Forum du Buluf, deuxième édition : Vers une « banque verte » pour transformer les terroirs du Sud

Le Directeur Général de l'Agence sénégalaise de la Reforestation et de la Grande Muraille Verte, le Dr Sékouna Diatta, a ouvert la deuxième édition du Forum Environnement et Développement du Buluf. Un rendez-vous crucial placé sous le signe de la planification stratégique, de la solidarité intercommunale et de la mobilisation collective pour faire face au défi climatique.


C’est un appel solennel à l'action et à l’unité qu’a lancé le Dr Sékouna Diatta lors de la deuxième édition du Forum du Buluf (parfois orthographié Dublouf ou Blouf). Devant un parterre d’officiels, de maires locaux et une jeunesse particulièrement mobilisée, le Directeur Général a réaffirmé l'urgence de sanctuariser le patrimoine naturel de la région Sud du Sénégal tout en en faisant un levier de croissance économique.
« Nos ressources naturelles constituent le socle de notre souveraineté économique et de notre résilience climatique. » – Dr Sékouna Diatta
 
Sortir de la gestion de crise : l'heure de l'anticipation
Face aux assauts de plus en plus visibles du changement climatique, le ton n'est plus à la simple réaction. L’ambition affichée par l'Agence et ses partenaires est claire : passer d’une gestion purement réactive à une véritable planification stratégique et anticipative.
Pour le Dr Diatta, l'exploitation optimale des terres, des forêts et des cours d'eau ne doit plus se faire au détriment des écosystèmes, mais s'inscrire dans une logique de durabilité stricte.
 
Le concept de « Banque Verte »
Au cœur de la vision développée durant ce forum se trouve une métaphore économique forte : transformer les terroirs en de véritables pôles de création de richesses, ou « banques vertes ».
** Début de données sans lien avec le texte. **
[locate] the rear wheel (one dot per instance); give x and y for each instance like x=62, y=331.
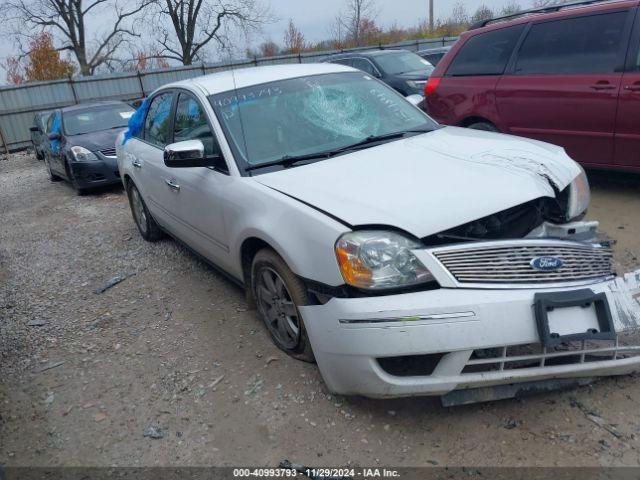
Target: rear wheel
x=149, y=229
x=279, y=293
x=484, y=126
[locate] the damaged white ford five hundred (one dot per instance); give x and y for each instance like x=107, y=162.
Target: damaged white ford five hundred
x=404, y=257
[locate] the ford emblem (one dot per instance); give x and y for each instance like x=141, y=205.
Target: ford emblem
x=547, y=264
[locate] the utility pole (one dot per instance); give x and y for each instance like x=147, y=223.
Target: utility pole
x=431, y=22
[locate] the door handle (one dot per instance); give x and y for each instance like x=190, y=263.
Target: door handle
x=603, y=86
x=172, y=185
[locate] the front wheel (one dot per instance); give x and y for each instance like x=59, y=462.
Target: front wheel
x=74, y=182
x=279, y=293
x=50, y=175
x=149, y=229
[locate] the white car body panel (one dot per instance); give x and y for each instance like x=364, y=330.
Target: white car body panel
x=425, y=180
x=423, y=185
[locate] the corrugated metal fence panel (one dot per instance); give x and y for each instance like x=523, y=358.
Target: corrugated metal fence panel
x=19, y=103
x=107, y=87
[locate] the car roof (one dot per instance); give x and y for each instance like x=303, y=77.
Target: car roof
x=367, y=53
x=435, y=50
x=551, y=12
x=247, y=77
x=89, y=106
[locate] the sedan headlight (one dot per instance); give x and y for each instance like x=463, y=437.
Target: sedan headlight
x=81, y=154
x=378, y=260
x=579, y=196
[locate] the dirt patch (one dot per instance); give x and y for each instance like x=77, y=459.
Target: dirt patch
x=169, y=368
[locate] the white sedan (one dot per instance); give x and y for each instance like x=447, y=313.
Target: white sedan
x=404, y=257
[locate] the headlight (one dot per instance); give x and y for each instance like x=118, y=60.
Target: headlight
x=579, y=196
x=417, y=85
x=81, y=154
x=377, y=260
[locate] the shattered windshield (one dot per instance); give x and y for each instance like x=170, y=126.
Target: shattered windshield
x=308, y=115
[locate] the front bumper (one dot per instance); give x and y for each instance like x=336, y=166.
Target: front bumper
x=462, y=331
x=96, y=174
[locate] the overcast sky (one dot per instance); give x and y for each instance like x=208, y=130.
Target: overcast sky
x=314, y=17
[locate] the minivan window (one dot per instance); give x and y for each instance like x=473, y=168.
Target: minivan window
x=486, y=53
x=573, y=46
x=156, y=125
x=364, y=65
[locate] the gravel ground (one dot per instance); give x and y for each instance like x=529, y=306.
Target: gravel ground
x=169, y=368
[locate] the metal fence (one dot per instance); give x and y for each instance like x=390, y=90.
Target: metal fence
x=19, y=103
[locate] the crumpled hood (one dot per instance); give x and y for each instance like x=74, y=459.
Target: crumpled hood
x=429, y=183
x=96, y=141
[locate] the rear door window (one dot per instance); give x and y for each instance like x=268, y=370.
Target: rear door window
x=158, y=121
x=486, y=53
x=579, y=45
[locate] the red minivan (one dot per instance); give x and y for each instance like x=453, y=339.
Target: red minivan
x=568, y=75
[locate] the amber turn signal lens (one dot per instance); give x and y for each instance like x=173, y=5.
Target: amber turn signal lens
x=352, y=268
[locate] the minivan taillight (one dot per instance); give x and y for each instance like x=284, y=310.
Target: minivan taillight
x=432, y=85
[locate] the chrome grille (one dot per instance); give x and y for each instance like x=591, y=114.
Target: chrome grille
x=108, y=152
x=511, y=263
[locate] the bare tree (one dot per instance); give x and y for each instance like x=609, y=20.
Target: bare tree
x=482, y=13
x=67, y=20
x=459, y=15
x=294, y=41
x=194, y=24
x=353, y=18
x=548, y=3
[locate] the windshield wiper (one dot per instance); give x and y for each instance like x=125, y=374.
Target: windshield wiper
x=289, y=160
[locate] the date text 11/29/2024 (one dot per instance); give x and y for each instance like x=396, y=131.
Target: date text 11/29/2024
x=290, y=471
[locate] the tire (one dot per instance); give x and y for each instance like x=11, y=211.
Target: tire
x=74, y=183
x=277, y=303
x=50, y=175
x=149, y=229
x=484, y=126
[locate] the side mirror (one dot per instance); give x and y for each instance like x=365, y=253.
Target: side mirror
x=188, y=154
x=415, y=99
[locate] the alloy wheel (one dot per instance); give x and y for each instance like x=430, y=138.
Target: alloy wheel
x=277, y=308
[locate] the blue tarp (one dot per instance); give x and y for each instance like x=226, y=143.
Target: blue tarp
x=55, y=128
x=136, y=122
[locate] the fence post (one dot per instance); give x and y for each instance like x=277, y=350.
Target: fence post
x=73, y=90
x=139, y=75
x=4, y=142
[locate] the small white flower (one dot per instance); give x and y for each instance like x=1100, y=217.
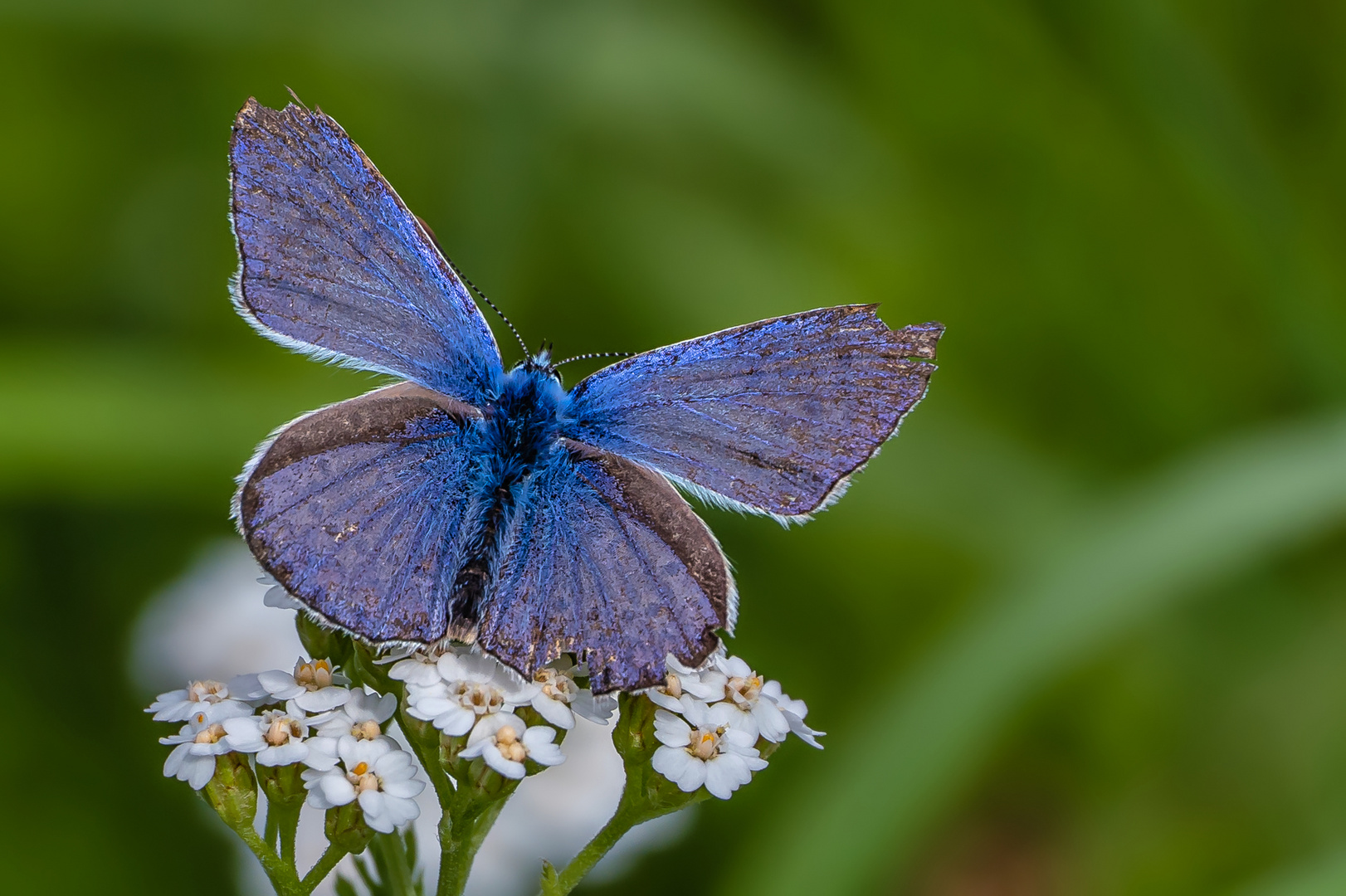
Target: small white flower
x=196, y=747
x=705, y=685
x=316, y=686
x=794, y=711
x=361, y=718
x=419, y=669
x=711, y=753
x=744, y=692
x=504, y=742
x=212, y=697
x=558, y=699
x=471, y=686
x=279, y=597
x=376, y=772
x=279, y=738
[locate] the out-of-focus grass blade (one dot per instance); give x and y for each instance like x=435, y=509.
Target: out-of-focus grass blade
x=1320, y=876
x=1212, y=515
x=142, y=420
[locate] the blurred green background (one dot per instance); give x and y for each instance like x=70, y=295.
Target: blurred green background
x=1081, y=630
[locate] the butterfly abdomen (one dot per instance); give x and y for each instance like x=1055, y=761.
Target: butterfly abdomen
x=517, y=430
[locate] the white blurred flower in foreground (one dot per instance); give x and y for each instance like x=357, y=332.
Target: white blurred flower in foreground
x=711, y=753
x=196, y=747
x=560, y=699
x=504, y=742
x=316, y=686
x=794, y=711
x=377, y=774
x=361, y=716
x=471, y=688
x=210, y=697
x=279, y=738
x=744, y=690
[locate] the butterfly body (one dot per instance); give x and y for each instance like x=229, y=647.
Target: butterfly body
x=493, y=506
x=519, y=431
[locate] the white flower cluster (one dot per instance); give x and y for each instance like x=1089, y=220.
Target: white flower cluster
x=309, y=716
x=467, y=693
x=711, y=722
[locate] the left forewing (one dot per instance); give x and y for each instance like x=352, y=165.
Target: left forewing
x=607, y=562
x=770, y=417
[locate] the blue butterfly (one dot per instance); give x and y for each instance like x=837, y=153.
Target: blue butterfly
x=475, y=504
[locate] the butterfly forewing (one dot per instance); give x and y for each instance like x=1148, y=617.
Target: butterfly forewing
x=354, y=510
x=333, y=263
x=773, y=416
x=606, y=562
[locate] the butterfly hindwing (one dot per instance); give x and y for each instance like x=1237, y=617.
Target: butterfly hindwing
x=607, y=562
x=354, y=509
x=772, y=416
x=334, y=264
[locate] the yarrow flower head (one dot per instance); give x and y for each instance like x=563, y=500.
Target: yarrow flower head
x=712, y=720
x=363, y=716
x=315, y=686
x=560, y=699
x=277, y=738
x=212, y=697
x=759, y=714
x=701, y=750
x=471, y=686
x=504, y=742
x=374, y=772
x=197, y=744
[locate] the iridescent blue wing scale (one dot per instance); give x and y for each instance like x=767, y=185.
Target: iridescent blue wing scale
x=354, y=509
x=607, y=562
x=334, y=264
x=770, y=417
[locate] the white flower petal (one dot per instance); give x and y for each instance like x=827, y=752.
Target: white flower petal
x=285, y=755
x=554, y=711
x=324, y=699
x=506, y=767
x=337, y=790
x=404, y=789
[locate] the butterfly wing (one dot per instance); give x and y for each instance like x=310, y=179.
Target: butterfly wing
x=331, y=261
x=354, y=509
x=607, y=562
x=770, y=417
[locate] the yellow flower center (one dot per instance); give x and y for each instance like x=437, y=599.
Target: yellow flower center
x=210, y=735
x=556, y=685
x=705, y=743
x=366, y=729
x=314, y=675
x=281, y=729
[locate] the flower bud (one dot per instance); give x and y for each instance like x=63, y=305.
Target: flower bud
x=232, y=791
x=346, y=829
x=283, y=785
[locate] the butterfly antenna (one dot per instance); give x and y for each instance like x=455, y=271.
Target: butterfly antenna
x=594, y=354
x=495, y=307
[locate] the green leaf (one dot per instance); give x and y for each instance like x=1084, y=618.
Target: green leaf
x=1125, y=562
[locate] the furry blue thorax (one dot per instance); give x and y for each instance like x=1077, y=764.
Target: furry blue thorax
x=519, y=430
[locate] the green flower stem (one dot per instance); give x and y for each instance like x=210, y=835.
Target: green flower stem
x=646, y=794
x=272, y=826
x=461, y=833
x=424, y=742
x=280, y=874
x=322, y=868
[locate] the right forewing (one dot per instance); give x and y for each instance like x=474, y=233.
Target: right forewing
x=354, y=509
x=334, y=264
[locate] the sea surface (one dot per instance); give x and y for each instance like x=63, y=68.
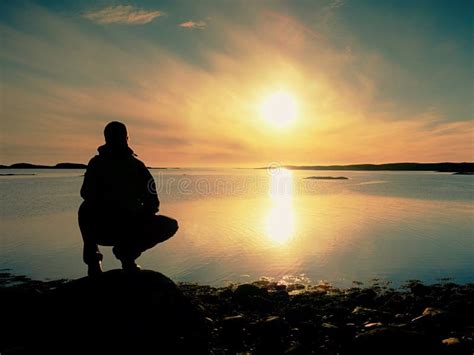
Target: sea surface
x=239, y=225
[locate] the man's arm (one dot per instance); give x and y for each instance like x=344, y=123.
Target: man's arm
x=89, y=189
x=151, y=203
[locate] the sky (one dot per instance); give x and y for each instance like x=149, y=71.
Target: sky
x=370, y=81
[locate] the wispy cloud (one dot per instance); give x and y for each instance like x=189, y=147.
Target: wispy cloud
x=122, y=14
x=194, y=24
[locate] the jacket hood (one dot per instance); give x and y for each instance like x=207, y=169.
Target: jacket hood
x=118, y=151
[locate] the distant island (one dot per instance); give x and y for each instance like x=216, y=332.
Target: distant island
x=439, y=167
x=326, y=178
x=36, y=166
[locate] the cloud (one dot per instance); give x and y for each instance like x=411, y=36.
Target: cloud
x=200, y=25
x=122, y=14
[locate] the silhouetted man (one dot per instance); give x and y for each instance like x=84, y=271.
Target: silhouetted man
x=120, y=203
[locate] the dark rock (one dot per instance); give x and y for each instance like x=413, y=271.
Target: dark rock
x=120, y=313
x=388, y=341
x=233, y=330
x=246, y=291
x=419, y=290
x=366, y=297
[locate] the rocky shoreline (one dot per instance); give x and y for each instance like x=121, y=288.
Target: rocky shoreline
x=262, y=317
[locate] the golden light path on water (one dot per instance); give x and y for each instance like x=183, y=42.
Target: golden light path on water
x=280, y=220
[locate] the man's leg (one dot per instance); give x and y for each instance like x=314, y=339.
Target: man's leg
x=91, y=254
x=143, y=235
x=157, y=230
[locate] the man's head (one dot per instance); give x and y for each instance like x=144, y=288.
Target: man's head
x=115, y=133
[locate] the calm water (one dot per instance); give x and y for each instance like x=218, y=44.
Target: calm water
x=240, y=225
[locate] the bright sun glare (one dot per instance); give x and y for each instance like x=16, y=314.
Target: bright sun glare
x=279, y=108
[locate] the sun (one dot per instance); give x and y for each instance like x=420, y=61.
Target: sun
x=279, y=108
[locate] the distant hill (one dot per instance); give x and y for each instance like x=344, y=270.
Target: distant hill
x=441, y=167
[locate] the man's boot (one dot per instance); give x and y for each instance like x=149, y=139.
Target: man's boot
x=94, y=268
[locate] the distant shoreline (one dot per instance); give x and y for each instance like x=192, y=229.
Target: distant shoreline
x=58, y=166
x=464, y=168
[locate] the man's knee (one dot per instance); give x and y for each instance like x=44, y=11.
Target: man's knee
x=168, y=225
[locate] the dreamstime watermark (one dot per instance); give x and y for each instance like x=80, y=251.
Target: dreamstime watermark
x=276, y=181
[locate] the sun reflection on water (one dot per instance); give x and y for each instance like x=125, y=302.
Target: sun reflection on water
x=280, y=220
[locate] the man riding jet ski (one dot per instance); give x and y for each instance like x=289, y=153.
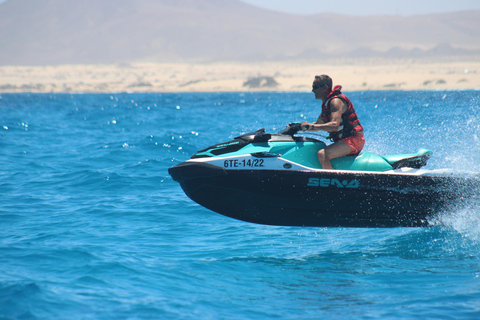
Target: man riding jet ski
x=338, y=118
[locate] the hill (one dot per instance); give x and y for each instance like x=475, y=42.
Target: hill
x=40, y=32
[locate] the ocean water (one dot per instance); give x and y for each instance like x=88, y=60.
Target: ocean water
x=93, y=227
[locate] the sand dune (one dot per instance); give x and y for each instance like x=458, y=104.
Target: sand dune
x=224, y=77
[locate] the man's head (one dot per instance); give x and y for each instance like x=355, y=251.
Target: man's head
x=322, y=86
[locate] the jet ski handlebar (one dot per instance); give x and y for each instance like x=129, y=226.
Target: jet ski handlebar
x=291, y=128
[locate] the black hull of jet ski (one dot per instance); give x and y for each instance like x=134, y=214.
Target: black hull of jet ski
x=323, y=198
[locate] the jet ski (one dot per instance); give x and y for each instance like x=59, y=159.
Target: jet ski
x=276, y=179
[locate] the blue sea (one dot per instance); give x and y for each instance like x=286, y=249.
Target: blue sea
x=93, y=227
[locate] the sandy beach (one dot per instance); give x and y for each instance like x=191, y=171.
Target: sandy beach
x=232, y=77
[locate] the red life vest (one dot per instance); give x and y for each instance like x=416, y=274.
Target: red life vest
x=350, y=124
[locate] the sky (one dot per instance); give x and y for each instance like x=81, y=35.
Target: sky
x=367, y=7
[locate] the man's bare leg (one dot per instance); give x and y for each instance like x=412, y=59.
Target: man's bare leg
x=333, y=151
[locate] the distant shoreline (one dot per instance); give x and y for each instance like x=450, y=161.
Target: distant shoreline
x=295, y=76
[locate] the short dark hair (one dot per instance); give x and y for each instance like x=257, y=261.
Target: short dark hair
x=323, y=80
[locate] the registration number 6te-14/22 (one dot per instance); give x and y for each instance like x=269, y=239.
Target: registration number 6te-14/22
x=251, y=163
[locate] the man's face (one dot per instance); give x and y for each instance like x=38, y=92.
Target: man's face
x=319, y=90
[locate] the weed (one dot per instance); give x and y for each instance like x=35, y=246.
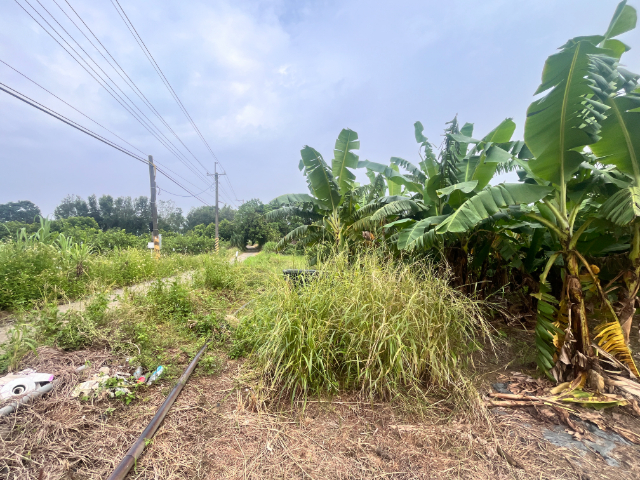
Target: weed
x=210, y=364
x=170, y=300
x=218, y=273
x=368, y=324
x=20, y=342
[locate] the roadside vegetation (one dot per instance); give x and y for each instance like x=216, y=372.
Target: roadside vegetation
x=411, y=291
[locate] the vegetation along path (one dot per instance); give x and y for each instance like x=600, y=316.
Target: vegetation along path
x=8, y=321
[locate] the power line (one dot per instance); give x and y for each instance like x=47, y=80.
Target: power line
x=71, y=106
x=166, y=82
x=92, y=120
x=120, y=100
x=68, y=121
x=24, y=98
x=130, y=82
x=154, y=64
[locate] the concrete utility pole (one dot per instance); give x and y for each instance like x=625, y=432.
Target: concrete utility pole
x=154, y=208
x=216, y=174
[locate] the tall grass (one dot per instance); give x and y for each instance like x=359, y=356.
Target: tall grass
x=32, y=273
x=365, y=324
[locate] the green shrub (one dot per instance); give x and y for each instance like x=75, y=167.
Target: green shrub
x=219, y=273
x=29, y=273
x=170, y=300
x=368, y=325
x=269, y=247
x=82, y=327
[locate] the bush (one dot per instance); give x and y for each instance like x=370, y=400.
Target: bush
x=368, y=325
x=269, y=247
x=29, y=273
x=219, y=273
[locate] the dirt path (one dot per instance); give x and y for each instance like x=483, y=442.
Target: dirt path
x=115, y=294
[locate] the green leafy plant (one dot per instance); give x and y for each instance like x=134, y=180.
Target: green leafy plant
x=364, y=323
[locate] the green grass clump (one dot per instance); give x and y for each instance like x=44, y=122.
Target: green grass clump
x=33, y=273
x=364, y=324
x=219, y=273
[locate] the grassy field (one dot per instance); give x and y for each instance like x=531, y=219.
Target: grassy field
x=369, y=370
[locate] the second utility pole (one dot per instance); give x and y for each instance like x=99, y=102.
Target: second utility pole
x=215, y=174
x=154, y=208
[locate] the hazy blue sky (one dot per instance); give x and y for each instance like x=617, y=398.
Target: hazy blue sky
x=262, y=79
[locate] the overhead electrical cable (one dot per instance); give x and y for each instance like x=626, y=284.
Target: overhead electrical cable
x=128, y=79
x=92, y=120
x=154, y=64
x=24, y=98
x=71, y=106
x=68, y=121
x=158, y=70
x=164, y=141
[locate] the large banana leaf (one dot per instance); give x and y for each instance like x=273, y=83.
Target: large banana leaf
x=566, y=118
x=623, y=206
x=411, y=168
x=493, y=155
x=409, y=237
x=319, y=178
x=293, y=198
x=429, y=164
x=344, y=159
x=394, y=188
x=620, y=143
x=464, y=187
x=399, y=207
x=392, y=175
x=489, y=202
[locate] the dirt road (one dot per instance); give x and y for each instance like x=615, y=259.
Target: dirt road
x=116, y=293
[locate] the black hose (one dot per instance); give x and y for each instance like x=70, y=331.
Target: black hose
x=138, y=447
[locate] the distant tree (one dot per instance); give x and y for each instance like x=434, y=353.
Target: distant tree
x=94, y=210
x=250, y=225
x=107, y=212
x=170, y=217
x=71, y=206
x=226, y=213
x=20, y=211
x=225, y=229
x=200, y=216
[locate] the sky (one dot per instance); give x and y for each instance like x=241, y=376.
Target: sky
x=263, y=78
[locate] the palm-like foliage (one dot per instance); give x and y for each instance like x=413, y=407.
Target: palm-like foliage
x=579, y=166
x=333, y=206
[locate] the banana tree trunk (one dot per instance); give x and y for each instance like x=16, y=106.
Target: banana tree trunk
x=577, y=314
x=629, y=298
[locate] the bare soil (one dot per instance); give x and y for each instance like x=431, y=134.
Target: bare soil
x=215, y=430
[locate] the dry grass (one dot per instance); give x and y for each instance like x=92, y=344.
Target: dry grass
x=213, y=431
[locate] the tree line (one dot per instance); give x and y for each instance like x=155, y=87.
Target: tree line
x=247, y=224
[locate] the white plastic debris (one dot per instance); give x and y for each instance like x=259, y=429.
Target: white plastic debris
x=26, y=381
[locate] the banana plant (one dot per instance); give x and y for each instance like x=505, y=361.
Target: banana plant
x=579, y=86
x=620, y=147
x=335, y=197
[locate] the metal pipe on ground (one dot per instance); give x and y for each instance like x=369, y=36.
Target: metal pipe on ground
x=12, y=407
x=138, y=447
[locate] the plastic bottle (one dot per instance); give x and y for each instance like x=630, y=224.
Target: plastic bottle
x=155, y=375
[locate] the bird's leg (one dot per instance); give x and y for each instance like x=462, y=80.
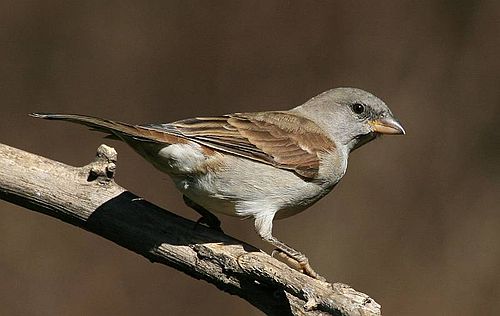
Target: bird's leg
x=207, y=217
x=263, y=226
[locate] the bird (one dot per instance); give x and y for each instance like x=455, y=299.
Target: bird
x=262, y=165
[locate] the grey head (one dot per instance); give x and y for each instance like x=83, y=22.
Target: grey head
x=350, y=116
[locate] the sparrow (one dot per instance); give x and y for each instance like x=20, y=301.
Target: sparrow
x=263, y=165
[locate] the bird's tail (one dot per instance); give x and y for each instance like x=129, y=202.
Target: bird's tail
x=114, y=129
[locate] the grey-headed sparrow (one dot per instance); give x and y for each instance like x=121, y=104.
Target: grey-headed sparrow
x=264, y=165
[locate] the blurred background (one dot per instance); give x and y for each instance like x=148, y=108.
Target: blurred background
x=415, y=223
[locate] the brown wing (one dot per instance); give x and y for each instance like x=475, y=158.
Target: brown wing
x=281, y=139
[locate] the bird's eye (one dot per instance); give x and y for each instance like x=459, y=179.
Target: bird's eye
x=358, y=108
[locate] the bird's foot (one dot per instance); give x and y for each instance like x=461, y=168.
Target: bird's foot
x=299, y=263
x=210, y=221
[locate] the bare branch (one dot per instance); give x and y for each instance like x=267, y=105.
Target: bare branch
x=89, y=198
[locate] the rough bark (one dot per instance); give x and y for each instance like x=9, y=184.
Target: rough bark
x=89, y=198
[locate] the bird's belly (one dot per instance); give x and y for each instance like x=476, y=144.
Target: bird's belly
x=233, y=189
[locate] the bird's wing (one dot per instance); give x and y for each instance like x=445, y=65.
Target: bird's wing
x=281, y=139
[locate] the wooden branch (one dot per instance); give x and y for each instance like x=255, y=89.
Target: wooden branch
x=89, y=198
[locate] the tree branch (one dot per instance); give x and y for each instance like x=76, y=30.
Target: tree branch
x=89, y=198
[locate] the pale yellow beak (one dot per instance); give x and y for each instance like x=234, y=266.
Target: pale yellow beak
x=387, y=125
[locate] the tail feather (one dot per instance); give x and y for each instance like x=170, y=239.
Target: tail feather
x=114, y=129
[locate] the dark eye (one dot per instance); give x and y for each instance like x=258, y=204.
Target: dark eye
x=358, y=108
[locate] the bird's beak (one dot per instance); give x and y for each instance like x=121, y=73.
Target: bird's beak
x=387, y=125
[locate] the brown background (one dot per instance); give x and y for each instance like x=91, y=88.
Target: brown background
x=416, y=221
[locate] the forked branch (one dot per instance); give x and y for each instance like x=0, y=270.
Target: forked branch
x=88, y=197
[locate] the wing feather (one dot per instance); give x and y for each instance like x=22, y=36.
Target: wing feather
x=281, y=139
L'approche se résume en un principe de gestion patrimoniale : Le Capital : Les ressources naturelles, qui doivent rester intactes et préservées pour les générations futures et L'Intérêt : Les bénéfices et les retombées socio-économiques directs que les communautés locales peuvent prélever de manière responsable pour satisfaire leurs besoins actuels.
 
Une responsabilité collective et décentralisée
Le Dr Sékouna Diatta a insisté sur le fait que la protection de l'environnement ne peut être portée par une seule entité. Elle exige une approche multidimensionnelle qui interpelle : L'État et le ministère de l'Environnement : À travers un appui institutionnel fort et l'accroissement des moyens d'intervention. Les collectivités territoriales : Qui doivent pleinement assumer leur rôle de leaders et de conducteurs des initiatives sur le terrain. Les populations et les partenaires au développement : Dont la mobilisation est la clé de voûte de la politique nationale d'augmentation du taux de reforestation. En réunissant l'ensemble de ces forces vives, cette deuxième édition du Forum du Boulouf espère transformer durablement la région en un pôle vert résilient, capable de contribuer à la santé environnementale globale.